Can we then "will" the Mets to their success or might this collective angst, waiting for the penny to drop on a season's demise with one fateful injury produce enough negativity of will to actually bring the season to it's knees before it even begins?

And if the fears about the rotation weren't serious enough, there are the disturbing questions about the bullpen which continue to haunt us.

As short-handed and limited in talent as the Mets are in the bullpen, that pronounced weakness become more pronounced with the mild strain of the right calf of reliever Mike DeJean. DeJean slept with his lower leg immobilized Thursday night and wore a sleeve on his calf Friday, but he might not pitch again until early next week.

"Obviously, if we don't make progress in the next couple of days, [the DL] would be a pretty good guess," DeJean said. "I think the most important thing is to get rest."

In a way, you could be reminded of the woes of the Cubs who have had their two aces in Prior and Wood suffer spring training injuries and then watched their closer go down to injury as well.

And as the questions of the bullpen grow like dark clouds on the horizan, I can't help but wonder why Ugbeth Urbina is being considered in a possible trade.

The best Urbina could hope for on the Mets would be the role of a set up man and yet, it is precisely this limitation that had Urbina wanting to be traded in the first place once Detroit signed Troy Percival this offseason to do their closing. Granted, perhaps Met closer Brandon Looper's spot as closer for the Mets isn't as cemented as Percival's is with Detroit, especially in light of his bulbous ERA this spring, but it isn't as though the Mets have been auditioning closers the last month.

Oddly, Urbina has already battled Looper once for the closer's role, so perhaps this is what makes him so wildly enthusiastic about coming to the Mets. Two years ago, for the Florida Marlins, Urbina replaced Looper as closer and perhaps this precedent is something we should take notice of as once that change took place, coincidentally or not, the Marlins ended up the season as World Champions.

So for the time being, let's not get hysterical about Pedro's back even if the precedent of Trachsel is so fresh in our minds.
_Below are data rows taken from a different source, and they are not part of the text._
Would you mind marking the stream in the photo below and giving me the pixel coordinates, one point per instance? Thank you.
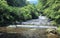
(35, 28)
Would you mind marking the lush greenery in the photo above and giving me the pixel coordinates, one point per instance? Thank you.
(11, 13)
(50, 8)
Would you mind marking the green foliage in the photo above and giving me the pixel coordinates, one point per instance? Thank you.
(51, 9)
(10, 14)
(17, 3)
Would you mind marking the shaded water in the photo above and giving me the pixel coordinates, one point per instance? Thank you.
(35, 28)
(42, 20)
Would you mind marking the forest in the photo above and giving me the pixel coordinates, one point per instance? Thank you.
(12, 11)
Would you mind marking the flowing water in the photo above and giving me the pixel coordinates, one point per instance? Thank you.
(42, 20)
(35, 28)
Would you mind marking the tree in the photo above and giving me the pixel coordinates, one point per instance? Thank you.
(17, 3)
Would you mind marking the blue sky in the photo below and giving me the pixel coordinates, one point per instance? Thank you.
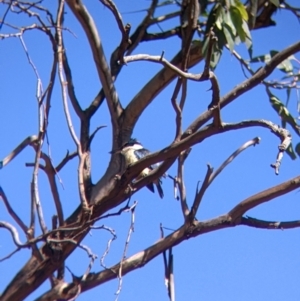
(238, 263)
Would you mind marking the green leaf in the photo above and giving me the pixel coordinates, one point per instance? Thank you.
(291, 153)
(241, 9)
(229, 36)
(248, 41)
(265, 58)
(228, 21)
(275, 2)
(215, 59)
(297, 149)
(219, 18)
(237, 20)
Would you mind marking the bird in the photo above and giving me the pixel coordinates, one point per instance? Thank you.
(133, 151)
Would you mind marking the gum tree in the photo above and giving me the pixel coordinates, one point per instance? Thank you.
(204, 31)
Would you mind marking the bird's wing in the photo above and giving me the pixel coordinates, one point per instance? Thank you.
(141, 153)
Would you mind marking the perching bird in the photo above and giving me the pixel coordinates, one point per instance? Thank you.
(134, 151)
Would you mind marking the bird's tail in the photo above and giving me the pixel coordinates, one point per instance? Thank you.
(159, 189)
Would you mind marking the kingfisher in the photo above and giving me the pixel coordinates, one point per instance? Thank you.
(133, 151)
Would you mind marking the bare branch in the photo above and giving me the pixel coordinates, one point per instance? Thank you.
(172, 151)
(12, 213)
(87, 23)
(199, 194)
(131, 229)
(261, 224)
(253, 142)
(232, 219)
(262, 197)
(246, 85)
(28, 141)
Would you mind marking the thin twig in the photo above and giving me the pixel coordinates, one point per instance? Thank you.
(131, 229)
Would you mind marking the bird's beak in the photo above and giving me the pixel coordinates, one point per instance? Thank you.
(115, 151)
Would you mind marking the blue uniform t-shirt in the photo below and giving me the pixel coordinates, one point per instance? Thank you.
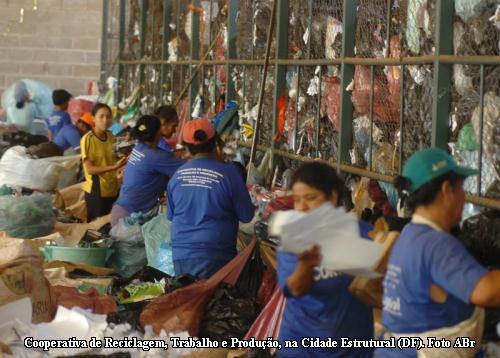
(68, 137)
(421, 257)
(206, 200)
(328, 310)
(145, 177)
(56, 121)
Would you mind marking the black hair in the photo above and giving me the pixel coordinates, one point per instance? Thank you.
(99, 106)
(168, 113)
(146, 128)
(207, 147)
(427, 193)
(322, 177)
(84, 123)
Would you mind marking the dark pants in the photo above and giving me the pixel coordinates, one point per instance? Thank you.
(98, 206)
(202, 268)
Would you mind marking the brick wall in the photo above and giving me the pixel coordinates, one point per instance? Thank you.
(59, 44)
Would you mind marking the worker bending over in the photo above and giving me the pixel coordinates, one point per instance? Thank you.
(206, 198)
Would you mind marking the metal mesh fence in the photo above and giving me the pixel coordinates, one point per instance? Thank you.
(392, 105)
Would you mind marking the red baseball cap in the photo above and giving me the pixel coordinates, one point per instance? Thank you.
(87, 118)
(194, 125)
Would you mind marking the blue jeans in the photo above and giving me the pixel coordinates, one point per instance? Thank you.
(202, 268)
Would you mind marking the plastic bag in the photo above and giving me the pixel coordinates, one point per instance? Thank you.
(229, 314)
(130, 254)
(77, 106)
(330, 101)
(158, 245)
(268, 323)
(27, 217)
(70, 297)
(19, 170)
(467, 138)
(21, 269)
(267, 286)
(183, 309)
(39, 106)
(251, 276)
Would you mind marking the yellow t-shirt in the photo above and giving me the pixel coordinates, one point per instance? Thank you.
(101, 154)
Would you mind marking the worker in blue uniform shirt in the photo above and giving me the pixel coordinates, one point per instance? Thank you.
(206, 198)
(59, 117)
(318, 303)
(71, 134)
(146, 173)
(433, 284)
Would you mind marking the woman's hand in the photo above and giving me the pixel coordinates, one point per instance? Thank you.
(311, 257)
(301, 280)
(120, 163)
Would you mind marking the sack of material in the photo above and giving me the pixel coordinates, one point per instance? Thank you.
(18, 169)
(26, 217)
(21, 275)
(183, 309)
(72, 201)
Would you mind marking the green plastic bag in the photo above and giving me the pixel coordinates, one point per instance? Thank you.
(467, 138)
(27, 217)
(156, 232)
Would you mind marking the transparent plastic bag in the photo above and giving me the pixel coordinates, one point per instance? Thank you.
(158, 245)
(18, 169)
(27, 217)
(129, 251)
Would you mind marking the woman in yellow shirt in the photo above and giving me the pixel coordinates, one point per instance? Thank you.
(101, 184)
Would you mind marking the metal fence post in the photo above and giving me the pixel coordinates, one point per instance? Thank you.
(142, 43)
(442, 73)
(121, 50)
(167, 17)
(232, 32)
(280, 70)
(104, 40)
(194, 87)
(347, 74)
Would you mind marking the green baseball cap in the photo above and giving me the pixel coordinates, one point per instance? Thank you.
(428, 164)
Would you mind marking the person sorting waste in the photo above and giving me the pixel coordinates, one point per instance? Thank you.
(318, 303)
(71, 134)
(60, 116)
(433, 284)
(206, 198)
(169, 123)
(100, 164)
(147, 171)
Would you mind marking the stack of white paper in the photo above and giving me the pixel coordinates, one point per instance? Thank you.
(337, 234)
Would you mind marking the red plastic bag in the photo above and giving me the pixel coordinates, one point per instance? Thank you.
(268, 324)
(182, 310)
(267, 287)
(279, 203)
(330, 101)
(77, 107)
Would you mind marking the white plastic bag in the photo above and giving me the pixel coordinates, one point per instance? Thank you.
(337, 234)
(39, 106)
(18, 169)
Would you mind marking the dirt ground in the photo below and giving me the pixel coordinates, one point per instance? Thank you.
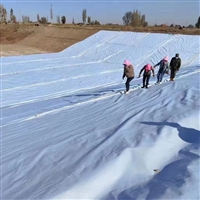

Let's look at this in a less fearful light so that our collective optimism might overcome the dark realities of potential disaster.

Weather permitting, it appears Pedro will pitch again Tuesday and is still on schedule to pitch Opening Day, after which we can all pinch ourselves and grow giddy with relief thinking how silly we were to doubt.

Of course, that won't solve the bullpen woes but we can only address one fatal flaw at a time. For now, let's all will the Pedro to full strength and let the season take its own course until the full head of steam it was meant to power itself finally gathers us into its embrace with fate.